Reference links for the above:
https://wordpress.stackexchange.com/questions/225533/order-by-multiple-meta-keys-in-pre-get-posts
https://make.wordpress.org/core/2014/08/29/a-more-powerful-order-by-in-wordpress-4-0/

This results in a query that returns all of the paperback books in descending order and then all of the hardback books in descending order.

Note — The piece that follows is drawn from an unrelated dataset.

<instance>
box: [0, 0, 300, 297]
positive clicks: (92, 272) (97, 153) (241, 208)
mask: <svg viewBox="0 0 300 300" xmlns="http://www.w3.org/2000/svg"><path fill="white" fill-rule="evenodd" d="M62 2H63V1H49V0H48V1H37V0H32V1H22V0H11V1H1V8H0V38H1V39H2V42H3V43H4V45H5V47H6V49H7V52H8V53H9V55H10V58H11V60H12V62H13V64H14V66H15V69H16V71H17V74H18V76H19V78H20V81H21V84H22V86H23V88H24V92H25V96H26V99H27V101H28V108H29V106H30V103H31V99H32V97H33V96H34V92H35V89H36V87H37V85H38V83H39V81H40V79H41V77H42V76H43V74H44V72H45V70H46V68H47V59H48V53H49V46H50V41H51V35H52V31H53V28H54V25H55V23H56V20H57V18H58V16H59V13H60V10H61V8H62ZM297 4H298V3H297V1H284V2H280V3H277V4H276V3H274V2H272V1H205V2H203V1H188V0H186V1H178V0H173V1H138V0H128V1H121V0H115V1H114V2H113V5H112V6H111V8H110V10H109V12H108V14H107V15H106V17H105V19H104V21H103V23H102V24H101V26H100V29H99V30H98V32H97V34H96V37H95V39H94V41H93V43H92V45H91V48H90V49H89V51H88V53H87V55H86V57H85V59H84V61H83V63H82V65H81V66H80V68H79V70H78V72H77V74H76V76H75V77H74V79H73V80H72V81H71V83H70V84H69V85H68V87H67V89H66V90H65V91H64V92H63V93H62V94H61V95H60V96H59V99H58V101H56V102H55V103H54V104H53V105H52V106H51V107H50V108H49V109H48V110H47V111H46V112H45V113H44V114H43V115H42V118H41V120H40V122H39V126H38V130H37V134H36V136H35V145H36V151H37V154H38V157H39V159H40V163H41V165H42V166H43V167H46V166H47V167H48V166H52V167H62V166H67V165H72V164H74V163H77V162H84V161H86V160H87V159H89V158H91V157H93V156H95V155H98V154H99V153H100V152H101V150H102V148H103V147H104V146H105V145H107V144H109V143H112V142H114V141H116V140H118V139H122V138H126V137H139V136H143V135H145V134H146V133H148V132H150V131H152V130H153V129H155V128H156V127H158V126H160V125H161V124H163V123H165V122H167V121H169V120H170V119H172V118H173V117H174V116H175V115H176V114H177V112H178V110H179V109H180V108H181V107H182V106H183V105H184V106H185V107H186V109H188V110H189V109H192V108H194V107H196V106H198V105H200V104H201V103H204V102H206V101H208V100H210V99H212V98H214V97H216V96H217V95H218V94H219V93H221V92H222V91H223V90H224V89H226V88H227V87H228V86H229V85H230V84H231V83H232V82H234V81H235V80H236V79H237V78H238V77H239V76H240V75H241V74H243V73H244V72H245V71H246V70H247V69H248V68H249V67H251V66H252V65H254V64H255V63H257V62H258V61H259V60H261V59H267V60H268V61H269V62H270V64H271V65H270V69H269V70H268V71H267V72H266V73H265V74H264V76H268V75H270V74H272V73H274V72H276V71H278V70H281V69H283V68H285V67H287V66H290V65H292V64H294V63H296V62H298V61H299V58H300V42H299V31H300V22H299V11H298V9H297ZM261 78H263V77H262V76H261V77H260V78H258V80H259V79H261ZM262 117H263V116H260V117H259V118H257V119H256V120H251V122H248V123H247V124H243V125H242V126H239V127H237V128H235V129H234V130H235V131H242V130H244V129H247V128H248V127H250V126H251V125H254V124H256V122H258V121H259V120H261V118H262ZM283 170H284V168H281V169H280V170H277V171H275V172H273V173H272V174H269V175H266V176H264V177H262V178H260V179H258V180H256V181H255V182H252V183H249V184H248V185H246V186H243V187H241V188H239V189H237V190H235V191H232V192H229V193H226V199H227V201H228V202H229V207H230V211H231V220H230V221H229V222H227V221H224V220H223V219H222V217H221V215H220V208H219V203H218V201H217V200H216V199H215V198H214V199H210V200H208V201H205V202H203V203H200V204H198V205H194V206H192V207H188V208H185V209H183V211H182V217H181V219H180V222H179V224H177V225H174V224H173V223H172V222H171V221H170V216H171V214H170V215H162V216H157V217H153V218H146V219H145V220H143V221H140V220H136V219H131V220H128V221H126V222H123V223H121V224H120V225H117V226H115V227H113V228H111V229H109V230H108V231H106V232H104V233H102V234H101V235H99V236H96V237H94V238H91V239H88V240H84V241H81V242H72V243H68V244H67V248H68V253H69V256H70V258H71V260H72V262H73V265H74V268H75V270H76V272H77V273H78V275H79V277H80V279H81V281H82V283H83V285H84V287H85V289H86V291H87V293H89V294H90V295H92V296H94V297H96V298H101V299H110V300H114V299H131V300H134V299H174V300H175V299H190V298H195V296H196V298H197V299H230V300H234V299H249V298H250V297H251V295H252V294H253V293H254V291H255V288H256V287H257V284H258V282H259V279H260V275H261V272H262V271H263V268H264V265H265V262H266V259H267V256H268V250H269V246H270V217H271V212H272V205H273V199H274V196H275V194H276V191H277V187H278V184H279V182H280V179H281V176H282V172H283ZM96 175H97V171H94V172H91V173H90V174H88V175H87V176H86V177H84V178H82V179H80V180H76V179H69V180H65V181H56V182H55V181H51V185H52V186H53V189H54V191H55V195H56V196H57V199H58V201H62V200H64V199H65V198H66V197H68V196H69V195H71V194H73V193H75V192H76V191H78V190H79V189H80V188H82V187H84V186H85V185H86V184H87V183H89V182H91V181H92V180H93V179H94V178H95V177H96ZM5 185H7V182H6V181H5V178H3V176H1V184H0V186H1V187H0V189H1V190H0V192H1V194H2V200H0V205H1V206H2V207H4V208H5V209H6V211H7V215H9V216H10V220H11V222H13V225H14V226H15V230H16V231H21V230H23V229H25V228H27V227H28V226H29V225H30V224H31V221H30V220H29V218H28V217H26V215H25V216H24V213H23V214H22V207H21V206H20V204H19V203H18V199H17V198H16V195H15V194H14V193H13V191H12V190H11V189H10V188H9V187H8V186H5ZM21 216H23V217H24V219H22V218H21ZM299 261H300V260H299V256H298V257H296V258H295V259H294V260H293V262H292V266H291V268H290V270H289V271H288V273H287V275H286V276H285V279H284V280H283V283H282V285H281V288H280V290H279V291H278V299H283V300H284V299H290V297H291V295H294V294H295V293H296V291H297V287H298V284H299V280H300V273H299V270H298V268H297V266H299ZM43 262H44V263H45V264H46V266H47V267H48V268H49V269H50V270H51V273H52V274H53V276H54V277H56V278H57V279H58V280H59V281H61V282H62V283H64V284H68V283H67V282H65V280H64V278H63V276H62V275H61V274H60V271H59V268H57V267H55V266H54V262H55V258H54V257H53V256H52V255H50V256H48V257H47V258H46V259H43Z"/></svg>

This may be as good as I can get it but my end goal is to translate the below SQL query into php. It compares the paperback_pub_date and hardback_pub_date for each record and orders the results based on the higher of the two. This allows for the ordering to be a mix of results (e.g. a paperback book and then a hardback that was published just after the paperback).

select *
case when isnull(paperback_pub_date, '1/1/1776') > isnull(hardback_pub_date, '1/1/1776')
then
  isnull(paperback_pub_date, '1/1/1776')
else
  isnull(hardback_pub_date, '1/1/1776')
end as maxdate,
*
from products
order by maxdate desc

(The 1/1/1776 value is to assign a value if the default value is null).

I know this is outside of scope Toolset support but thought I would throw it out there in case you were aware of what WP functions to use to create this in php.

#1530451

Nigel
Supporter

Languages: English (English ) Spanish (Español )

Timezone: Europe/London (GMT+00:00)

I'm not sure from your description whether a book that has both a paperback and a hardback publication date should appear twice in the results or whether it should appear once using the latest of the two dates, but in any case WP_Query (which is the WordPress class responsible for retrieving posts from the database) doesn't provide for any kind of dynamic meta query parameters where you would specify something like "the highest of these two fields".

For more complex cases like this you would actually need to manipulate the SQL query (which WP_Query generates) directly, or write your own SQL queries from scratch.

See this link, for example, about a filter you can use to modify the WHERE SQL clause in an archive query: https://developer.wordpress.org/reference/hooks/getarchives_where/

The $wpdb class can be used to interact directly with the database: https://developer.wordpress.org/reference/classes/wpdb/

I don't really have much more for you, I'm afraid.

#1534005

I appreciate your detailed response and links, Nigel. I’ll check them out - thank you!